O romance narra a forma como a beleza física de Gray, numa Inglaterra aristocrática e hedonista, se torna numa fonte de inspiração para outras pessoas e obras de arte, e, com isso, alimentar toda uma mentalidade absolutizada em torno da beleza física - a que não são alheios os nossos tempos. Tempos frívolos, hedonistas, materialistas, calculistas, permissivos, no fundo, característico daquilo que Gilles Lipovetsky denominou no seu livro Império do Efémero - O século da sedução e do efémero. Ou, se quisermos, a Era do vazio, também para utilizar uma expressão feliz do mesmo autor. Um mundinho centrado no consumo, aturdido pela publicidade, infantilizado e influenciado pelos personagens que estão na moda sem, com isso, conseguir estabelecer sistemas de pensamento, teorias ou formulações possíveis para a resolução dos problemas sociais e económicos do nosso tempo.

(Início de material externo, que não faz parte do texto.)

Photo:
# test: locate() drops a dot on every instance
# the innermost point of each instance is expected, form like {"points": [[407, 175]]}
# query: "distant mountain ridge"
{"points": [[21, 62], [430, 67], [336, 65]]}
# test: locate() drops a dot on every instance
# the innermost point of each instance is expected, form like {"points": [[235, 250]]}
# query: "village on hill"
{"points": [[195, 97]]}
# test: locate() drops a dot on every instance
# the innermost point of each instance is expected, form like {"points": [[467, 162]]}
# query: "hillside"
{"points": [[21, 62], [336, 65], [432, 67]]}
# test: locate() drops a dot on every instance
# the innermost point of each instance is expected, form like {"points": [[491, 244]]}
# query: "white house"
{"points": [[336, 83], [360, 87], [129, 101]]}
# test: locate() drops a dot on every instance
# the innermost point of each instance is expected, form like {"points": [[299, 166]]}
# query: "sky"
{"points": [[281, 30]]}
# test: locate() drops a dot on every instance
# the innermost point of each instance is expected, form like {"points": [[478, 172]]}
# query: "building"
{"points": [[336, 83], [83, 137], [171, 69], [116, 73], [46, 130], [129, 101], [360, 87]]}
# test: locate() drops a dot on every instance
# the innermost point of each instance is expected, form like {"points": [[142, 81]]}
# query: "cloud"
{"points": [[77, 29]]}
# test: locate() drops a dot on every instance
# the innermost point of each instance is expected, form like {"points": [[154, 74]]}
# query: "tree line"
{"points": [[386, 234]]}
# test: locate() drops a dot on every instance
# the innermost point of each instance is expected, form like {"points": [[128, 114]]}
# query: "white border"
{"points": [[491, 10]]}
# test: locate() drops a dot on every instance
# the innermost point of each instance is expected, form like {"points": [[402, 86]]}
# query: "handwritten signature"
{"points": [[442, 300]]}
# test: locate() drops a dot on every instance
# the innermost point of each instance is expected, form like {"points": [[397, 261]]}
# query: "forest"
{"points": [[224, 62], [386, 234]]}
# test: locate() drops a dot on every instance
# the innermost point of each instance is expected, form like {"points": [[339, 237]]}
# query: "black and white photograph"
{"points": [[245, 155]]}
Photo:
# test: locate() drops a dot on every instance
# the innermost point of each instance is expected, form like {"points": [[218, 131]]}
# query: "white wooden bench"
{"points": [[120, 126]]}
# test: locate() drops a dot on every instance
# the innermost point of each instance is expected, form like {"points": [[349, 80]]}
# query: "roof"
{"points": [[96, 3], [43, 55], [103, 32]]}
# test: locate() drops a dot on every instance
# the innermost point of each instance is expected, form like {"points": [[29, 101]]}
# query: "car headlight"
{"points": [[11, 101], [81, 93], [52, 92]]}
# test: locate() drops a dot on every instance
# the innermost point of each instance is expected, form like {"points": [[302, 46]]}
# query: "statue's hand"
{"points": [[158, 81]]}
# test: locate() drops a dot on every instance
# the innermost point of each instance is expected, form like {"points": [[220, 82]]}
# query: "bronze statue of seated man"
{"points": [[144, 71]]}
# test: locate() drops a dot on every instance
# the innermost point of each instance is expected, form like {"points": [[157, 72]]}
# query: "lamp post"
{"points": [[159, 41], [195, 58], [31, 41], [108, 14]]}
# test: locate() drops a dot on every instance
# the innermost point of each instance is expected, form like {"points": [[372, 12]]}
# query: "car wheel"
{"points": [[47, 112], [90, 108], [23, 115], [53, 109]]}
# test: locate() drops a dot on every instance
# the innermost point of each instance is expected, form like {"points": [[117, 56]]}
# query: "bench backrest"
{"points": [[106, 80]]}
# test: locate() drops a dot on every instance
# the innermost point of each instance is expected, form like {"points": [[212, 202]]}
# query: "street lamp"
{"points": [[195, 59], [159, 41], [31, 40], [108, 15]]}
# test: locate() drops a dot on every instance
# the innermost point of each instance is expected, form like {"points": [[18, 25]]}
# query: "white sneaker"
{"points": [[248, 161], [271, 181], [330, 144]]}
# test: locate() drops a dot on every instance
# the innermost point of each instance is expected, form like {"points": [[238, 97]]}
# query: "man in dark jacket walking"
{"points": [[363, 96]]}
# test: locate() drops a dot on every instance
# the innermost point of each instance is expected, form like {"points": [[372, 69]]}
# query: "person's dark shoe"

Daqui nasce o homem suave, desprovido de pensamento, de reflexão mas que nem por isso abdica do poder, da gula do poder, da gula do status, da gula dos privilégios públicos que certas funções no aparelho de Estado concedem aos seus titulares. De se achar o máximo, apesar de não se lhe conhecer uma única ideia em 35 anos de democracia em Portugal.

Oscar Wilde, apesar de ser um homem do séc. XIX, legou-nos esse retrato do homem fútil que se apaixonou por si próprio, mostrando-nos a face de um aristocrata cínico e hedonista cujo único propósito na vida é o de perseguir o prazer através da sua própria beleza. Como quem procura regressar aos ideais helénicos a fim de criar novos estados de alma, novas euforias.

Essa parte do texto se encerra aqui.